ABSTRACTION PRIOR TO SPEECH.
Save in extremely rare cases,—supposing such to occur at all, as perhaps in the instant of surprise, and in states approximating to pure sensation,—save in such extremely rare cases, where the mind, like a mirror, passively reflects external impressions, intellectual activity may always be reduced to one of the two following types: associating, combining, unifying, or dissociating, isolating, and separating. These cardinal operations underlie all forms of cognition, from the lowest to the highest, and constitute its unity of composition.

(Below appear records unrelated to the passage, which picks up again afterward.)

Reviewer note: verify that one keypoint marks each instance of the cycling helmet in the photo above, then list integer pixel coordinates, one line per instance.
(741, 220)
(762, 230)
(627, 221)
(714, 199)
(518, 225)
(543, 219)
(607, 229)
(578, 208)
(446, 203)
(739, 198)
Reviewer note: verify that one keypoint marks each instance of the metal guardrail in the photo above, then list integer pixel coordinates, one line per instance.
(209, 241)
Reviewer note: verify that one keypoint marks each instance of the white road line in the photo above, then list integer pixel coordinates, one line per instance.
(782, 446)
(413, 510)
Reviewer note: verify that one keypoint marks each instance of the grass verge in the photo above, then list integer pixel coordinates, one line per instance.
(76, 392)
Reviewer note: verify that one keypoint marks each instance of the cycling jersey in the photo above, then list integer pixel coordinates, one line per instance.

Abstraction belongs to the second type. It is a normal and necessary process of the mind, dependent on attention, i. e., on the limitation, willed or spontaneous, of the field of consciousness. The act of abstraction implies in its genesis both negative and positive conditions, and is the result of these.
The negative conditions consist essentially in the fact that we cannot apprehend more than one quality or one aspect, varying according to the circumstances, in any complex whole,—because consciousness, like the retina, is restricted to a narrow region of clear perception.
The positive condition is a state which has been appropriately termed a “psychical reinforcement” of that which is being abstracted, and it is naturally accompanied by a weakening of that which is abstracted from. The true characteristic of abstraction is this partial increment of intensity. While involving elimination, it is actually a positive mental process. The elements or qualities of a percept, or a representation, which we omit do not necessarily involve such suppression. We leave them out of account simply because they do not suit our ends for the moment, and are complementary.[2]
Abstraction being, then, in spite of negative appearances, a positive operation, how are we to conceive it? Attention is necessary to it, but it is more than attention. It is an augmentation of intensity, but it is more than an augmentation of intensity. Suppose a group of representations a + b + c = d. To abstract from b and c in favor of a, would ostensibly give a = d - (b + c). If this were so, b and c would be retained unaltered in consciousness; there would be no abstraction. On the other hand, since it is impossible for the whole representation d to be suppressed outright, b and c cannot be totally obliterated. They subsist, accordingly, in a residual state which may be termed x, and the abstract representation is hence not a but a + x or A. Thus the elements of abstract representations are the same as those of concrete representations; only some are strengthened, others weakened: whence arise new groupings. Abstraction, accordingly, consists in the formation of new groups of representations which, while strengthening certain elements of the concrete representations, weaken other elements of the same.[3]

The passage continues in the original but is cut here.